According to BBVA’s remuneration policy, 40% of the variable remuneration is paid during the first quarter of 2020, half in shares and half in cash, while 60% is deferred and is subject to multiannual indicators that can reduce and even Zero that part. The deferred part will not begin to be paid until 2023 and will be divided into 60% in shares and the rest in cash.
BBVA recalled that all variable remuneration is subject to ‘malus’ clauses, which could limit or prevent collection, and ‘clawback’ clauses, which could allow the entity to recover amounts already paid.
BBVA does not indicate in its remuneration report that it has paid any payments to former President Francisco González, charged in the BBVA-Villarejo case and indicated by the prosecution as responsible for the hiring of Commissioner Villarejo in the framework of a spying scheme for businessmen, politicians and journalists. Last year BBVA did indicate that González I hadn’t received the bonus from the variable remuneration plan started in 2015.
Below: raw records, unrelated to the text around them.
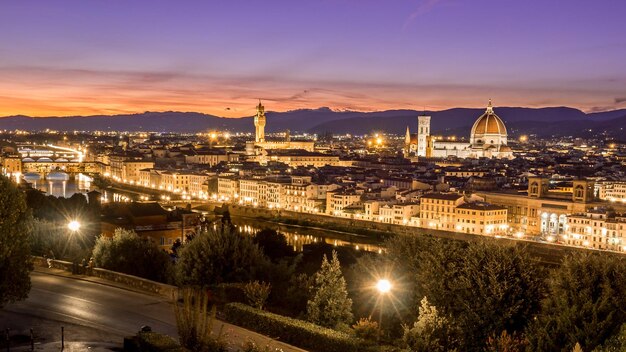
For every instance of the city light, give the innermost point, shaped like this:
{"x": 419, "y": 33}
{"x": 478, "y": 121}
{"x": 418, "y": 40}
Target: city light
{"x": 383, "y": 286}
{"x": 73, "y": 226}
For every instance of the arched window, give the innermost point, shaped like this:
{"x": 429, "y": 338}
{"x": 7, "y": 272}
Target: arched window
{"x": 579, "y": 192}
{"x": 534, "y": 188}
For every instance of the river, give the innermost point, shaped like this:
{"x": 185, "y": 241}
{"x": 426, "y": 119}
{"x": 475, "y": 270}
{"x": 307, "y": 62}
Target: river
{"x": 298, "y": 237}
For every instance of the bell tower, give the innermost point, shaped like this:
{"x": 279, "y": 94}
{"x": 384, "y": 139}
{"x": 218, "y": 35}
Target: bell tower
{"x": 423, "y": 132}
{"x": 259, "y": 123}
This outstanding amount amounted to 528,000 euros plus 110,814 shares of the bank. This year the entity does not clarify if González has received any payment. Having not been a director during the year 2019, their eventual remuneration would also not appear in the information on remuneration to the board and senior management.
The bank, of course, indicates that it has not proceeded to claim to González the return of all or part of its variable remuneration. “As of the date of this Report, there has been no reduction or claim for the return of the variable remuneration of the executive directors in application of the applicable remuneration policies.” Last year the entity did specify that “under the same settlement and payment system applicable to executive directors”, there are clauses that allow to reduce the variable remuneration after its assignment (clause) malus) either the claim of this by the bank (clause clawback).
In addition to the fixed and variable salary, former President González had accumulated 79 million euros in the pension plan paid by the entity.
On the other hand, BBVA has highlighted that 2019 was the first year in which sustainability was incorporated as a non-financial indicator of the president’s variable remuneration. In 2020, the CEO will also have an indicator to measure the bank’s strategic commitment to climate change and sustainable development.
Thus, Torres Vila had compensation indicators related to employee commitment, strategic transformation and sustainability, while Genç had objectives related to competitive dynamics (ROE and efficiency), employee commitment, finances and risks (capital) and strategic transformation.